The article identifies steps to addressing bullying at school, in bullet point form, and comes with guidelines and tips for parents to spot when a child is being bullied.
It lists the long term impact bullying can have on the victims, details the experience of a survivor of bullying, given the pseudonym John, who still lives with the lasting effects.
In addition, the article shows how bullying can lead to dramatic retribution by the victim, using the case of Morné Harmse who killed a pupil after reportedly having been bullied for years.
The photograph in the article of Morné could have been left out, since it does not add to the article’s essence.
The article in Sunday Times looks at a documentary called ‘Lunchbox Bullies’ made by Nadiva Schraibman, who herself was a victim of bullying.
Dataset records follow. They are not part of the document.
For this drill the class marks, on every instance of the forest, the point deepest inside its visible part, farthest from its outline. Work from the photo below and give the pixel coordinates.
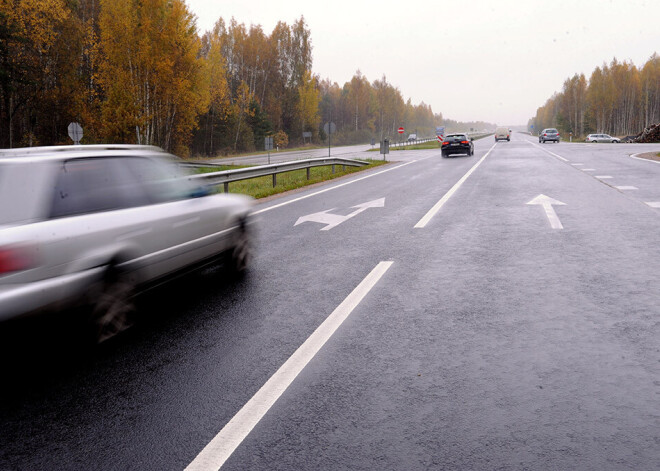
(618, 99)
(138, 71)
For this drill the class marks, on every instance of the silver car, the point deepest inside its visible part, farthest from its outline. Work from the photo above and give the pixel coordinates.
(549, 134)
(602, 138)
(92, 226)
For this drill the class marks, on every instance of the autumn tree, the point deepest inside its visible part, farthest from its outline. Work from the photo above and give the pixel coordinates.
(155, 84)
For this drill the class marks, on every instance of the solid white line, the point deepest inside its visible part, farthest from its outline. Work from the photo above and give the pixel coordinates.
(434, 210)
(335, 187)
(220, 448)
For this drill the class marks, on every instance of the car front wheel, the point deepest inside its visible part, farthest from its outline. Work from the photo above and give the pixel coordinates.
(240, 255)
(112, 304)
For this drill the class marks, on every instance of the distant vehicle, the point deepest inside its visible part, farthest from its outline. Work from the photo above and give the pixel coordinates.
(458, 143)
(549, 134)
(502, 134)
(92, 226)
(602, 138)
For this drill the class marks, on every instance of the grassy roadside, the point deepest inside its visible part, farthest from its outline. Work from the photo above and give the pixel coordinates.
(263, 186)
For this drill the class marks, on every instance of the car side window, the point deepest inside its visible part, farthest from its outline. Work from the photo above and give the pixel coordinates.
(160, 181)
(93, 185)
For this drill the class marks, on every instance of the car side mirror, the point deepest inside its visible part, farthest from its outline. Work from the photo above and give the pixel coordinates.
(199, 192)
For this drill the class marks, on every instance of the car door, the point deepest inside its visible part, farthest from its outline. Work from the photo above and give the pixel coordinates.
(190, 220)
(98, 216)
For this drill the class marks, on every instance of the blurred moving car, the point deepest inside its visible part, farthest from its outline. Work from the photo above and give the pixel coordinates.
(549, 134)
(458, 143)
(602, 138)
(92, 226)
(502, 134)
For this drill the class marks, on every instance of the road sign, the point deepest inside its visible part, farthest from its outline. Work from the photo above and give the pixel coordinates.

It looks at the perpetrators of bullying and the dynamics involved. It shows how a lack of parental care and love and failure to meet children’s rights, as set out in Section 28 of the Bill of Rights of the Constitution of the Republic of South Africa, can detrimentally affect children and their behavior towards others, and contribute to bullying behavior.
The article speaks of one of the children featured in the documentary, a 12-year old boy, who gives a human face to bullies and shows how the causes behind bullying are complex. He was reprimanded for stealing lunch boxes and beating a young girl. In the course of the documentary it becomes clear that in his school a lunch box is a status symbol, which signifies that you are loved by your parents. The article suggests that his bullying behaviour was caused by his mother not feeding or showing love for him.
The article sources various experts, and includes tips for parents on how to deal with and prevent their children being bullied.
One area of the article that could be problematic is that the first name1 of the 12-year old boy, and his school, is provided in the article, which would have been used in the documentary. There is no indication that this is a pseudonym.
Identifying the child may not be in his best interests, particularly given his personal circumstances, whereby the alleged neglect by his mother could constitute child abuse. It is difficult to judge this without having seen the documentary. While the children’s identities may have been shown in the documentary, Sunday Times could have made the choice to protect the children’s identities.
For the 12-year old boy, the airing of the documentary on SABC may have given him a way out since a viewer offered to foster him. However, this still may have happened had his identity been protected
Both The Star and Sunday Times are to be commended for their coverage of bullying in its various aspects.
1 MMA has concealed names in the article to protect the boy’s identity.